The Trump administration had previously asked the company to stagger its release late last month due to the model's advanced capabilities. A White House official stated Wednesday that the administration did not grant OpenAI a “green light,” asserting that “no such permission is required or granted.” The official clarified that companies work with the administration on a voluntary basis, releasing models as they see fit.
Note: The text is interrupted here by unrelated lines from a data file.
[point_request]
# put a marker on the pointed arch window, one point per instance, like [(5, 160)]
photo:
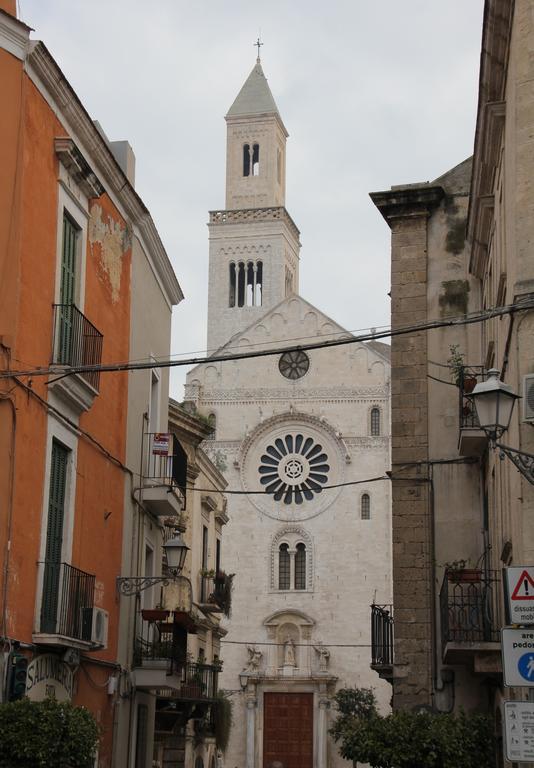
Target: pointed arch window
[(232, 287), (375, 422), (300, 566), (283, 567), (246, 160), (212, 422)]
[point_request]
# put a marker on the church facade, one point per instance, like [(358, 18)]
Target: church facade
[(302, 438)]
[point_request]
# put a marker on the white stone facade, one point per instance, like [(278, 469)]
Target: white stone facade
[(307, 566)]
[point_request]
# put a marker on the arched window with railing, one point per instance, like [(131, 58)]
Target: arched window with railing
[(375, 421), (300, 566), (283, 567), (365, 507)]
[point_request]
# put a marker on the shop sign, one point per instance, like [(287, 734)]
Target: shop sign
[(49, 677), (160, 444), (519, 730)]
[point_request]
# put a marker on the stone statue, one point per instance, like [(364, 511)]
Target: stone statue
[(324, 656), (289, 653), (254, 659)]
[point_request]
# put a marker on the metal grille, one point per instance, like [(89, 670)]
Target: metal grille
[(300, 567), (283, 567), (76, 342), (73, 594), (381, 636), (468, 603)]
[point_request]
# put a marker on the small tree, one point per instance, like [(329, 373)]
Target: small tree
[(40, 734), (410, 739)]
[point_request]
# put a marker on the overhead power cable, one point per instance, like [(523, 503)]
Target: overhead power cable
[(468, 319)]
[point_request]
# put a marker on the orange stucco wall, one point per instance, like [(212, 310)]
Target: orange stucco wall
[(28, 277)]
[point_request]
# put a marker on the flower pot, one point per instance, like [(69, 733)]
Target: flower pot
[(154, 614), (464, 575)]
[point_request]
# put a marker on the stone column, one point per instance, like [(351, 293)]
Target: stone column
[(322, 732), (251, 702)]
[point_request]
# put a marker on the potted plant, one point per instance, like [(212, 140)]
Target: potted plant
[(154, 614), (458, 573)]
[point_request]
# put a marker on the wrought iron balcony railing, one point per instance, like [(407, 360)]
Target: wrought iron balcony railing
[(469, 607), (381, 637), (68, 594), (76, 342)]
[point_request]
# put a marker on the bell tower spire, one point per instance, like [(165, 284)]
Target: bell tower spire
[(254, 243)]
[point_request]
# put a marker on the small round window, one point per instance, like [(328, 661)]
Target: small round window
[(293, 365)]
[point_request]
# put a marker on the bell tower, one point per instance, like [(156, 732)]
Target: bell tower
[(254, 243)]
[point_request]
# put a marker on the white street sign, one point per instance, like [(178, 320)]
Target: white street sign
[(519, 590), (519, 730), (517, 647)]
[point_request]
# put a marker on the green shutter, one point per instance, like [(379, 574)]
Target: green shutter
[(67, 287), (54, 536)]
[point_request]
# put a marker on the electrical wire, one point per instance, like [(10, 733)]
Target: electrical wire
[(468, 319)]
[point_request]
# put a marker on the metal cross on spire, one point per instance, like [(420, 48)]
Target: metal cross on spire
[(258, 43)]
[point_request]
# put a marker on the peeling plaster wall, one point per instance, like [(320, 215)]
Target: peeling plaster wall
[(108, 242)]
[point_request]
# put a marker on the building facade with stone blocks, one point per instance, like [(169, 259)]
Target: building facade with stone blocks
[(463, 244), (302, 439)]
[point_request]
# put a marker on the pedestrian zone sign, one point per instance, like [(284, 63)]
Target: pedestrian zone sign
[(519, 586), (519, 730), (517, 647)]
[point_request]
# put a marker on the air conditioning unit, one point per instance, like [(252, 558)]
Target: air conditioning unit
[(95, 626), (528, 397)]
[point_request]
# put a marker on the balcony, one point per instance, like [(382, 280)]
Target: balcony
[(472, 440), (67, 603), (160, 657), (77, 343), (470, 630), (164, 477), (382, 640), (216, 593)]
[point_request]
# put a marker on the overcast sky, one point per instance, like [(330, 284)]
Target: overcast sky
[(372, 92)]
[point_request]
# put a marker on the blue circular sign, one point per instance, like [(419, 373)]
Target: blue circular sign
[(525, 665)]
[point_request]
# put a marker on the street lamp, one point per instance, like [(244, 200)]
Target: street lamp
[(494, 402), (176, 550)]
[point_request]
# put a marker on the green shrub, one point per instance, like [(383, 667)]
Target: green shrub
[(410, 739), (41, 734)]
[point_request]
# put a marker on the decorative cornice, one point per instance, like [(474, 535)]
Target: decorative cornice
[(14, 35), (410, 201), (330, 394), (78, 167), (48, 77), (254, 215)]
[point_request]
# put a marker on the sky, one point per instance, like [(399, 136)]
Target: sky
[(373, 93)]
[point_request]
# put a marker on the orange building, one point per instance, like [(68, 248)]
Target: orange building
[(70, 220)]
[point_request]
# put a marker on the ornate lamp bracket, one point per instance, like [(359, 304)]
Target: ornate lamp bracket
[(523, 461), (133, 585)]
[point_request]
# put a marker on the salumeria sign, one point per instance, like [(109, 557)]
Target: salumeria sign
[(48, 676)]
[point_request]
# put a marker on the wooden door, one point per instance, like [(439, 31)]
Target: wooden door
[(288, 729)]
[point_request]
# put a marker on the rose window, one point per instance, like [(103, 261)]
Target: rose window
[(293, 365), (294, 468)]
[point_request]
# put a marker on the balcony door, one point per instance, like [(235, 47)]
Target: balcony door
[(67, 288), (54, 537), (288, 729)]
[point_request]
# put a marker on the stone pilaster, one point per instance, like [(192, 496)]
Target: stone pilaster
[(406, 210)]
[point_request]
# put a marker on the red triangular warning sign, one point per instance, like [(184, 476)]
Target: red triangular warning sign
[(524, 589)]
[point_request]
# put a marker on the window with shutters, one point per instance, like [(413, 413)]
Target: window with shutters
[(54, 536)]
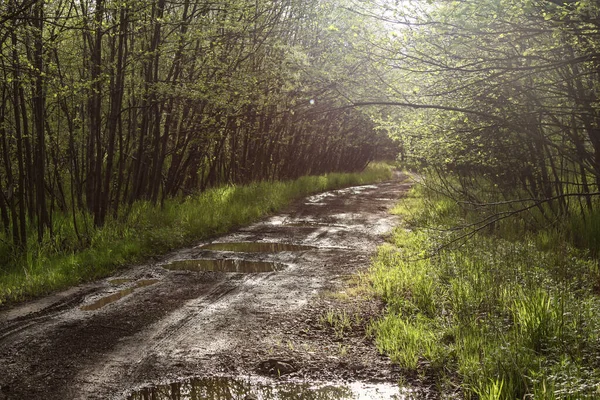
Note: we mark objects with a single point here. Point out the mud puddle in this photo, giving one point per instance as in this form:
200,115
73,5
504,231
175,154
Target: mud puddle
254,308
224,388
118,295
226,265
256,247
An OpenAI spokesperson confirmed that government approval wasn't technically necessary. However, the company actively collaborated with the administration on safety testing and reviews before widespread deployment of GPT-5.6. The White House signaled its comfort with OpenAI’s plan for a broader release once testing concluded. OpenAI CEO Sam Altman’s visit with the White House and lawmakers occurred 1 month ago, with meetings and testing continuing for over a month. OpenAI stated 2 weeks ago that it would comply with the administration’s request for a staggered release, though it added, “we don’t believe this kind of government access process should become the long-term default.” The company views this short-term step as a path to broader availability while working with the Administration to develop a cyber Executive Order framework.

The Race for AI Profits

This release unfolds amid intensifying competition among AI developers. These corporations are racing to improve model performance, cut costs, and expand capabilities for enterprise customers. This drive fuels a wave of new systems and reasoning models across the industry.

Billionaire Elon Musk, whose SpaceXAI rivals Anthropic and OpenAI, announced Wednesday that his company was making its leading model Grok 4.5 available to the public. Meanwhile, Chinese developers are reshaping the economics of AI. They deliver increasingly capable models at a fraction of the cost. The U.S. government's tight grip on domestic frontier AI is creating an unintended opportunity for these Chinese competitors. They are leveraging the pause to gain ground with more accessible, cost-effective models. Zhipu, trading as Knowledge Atlas Technology JSC, launched its GLM 5.2 model last month, which is free to download, fine-tune, and run on an enterprise's own servers.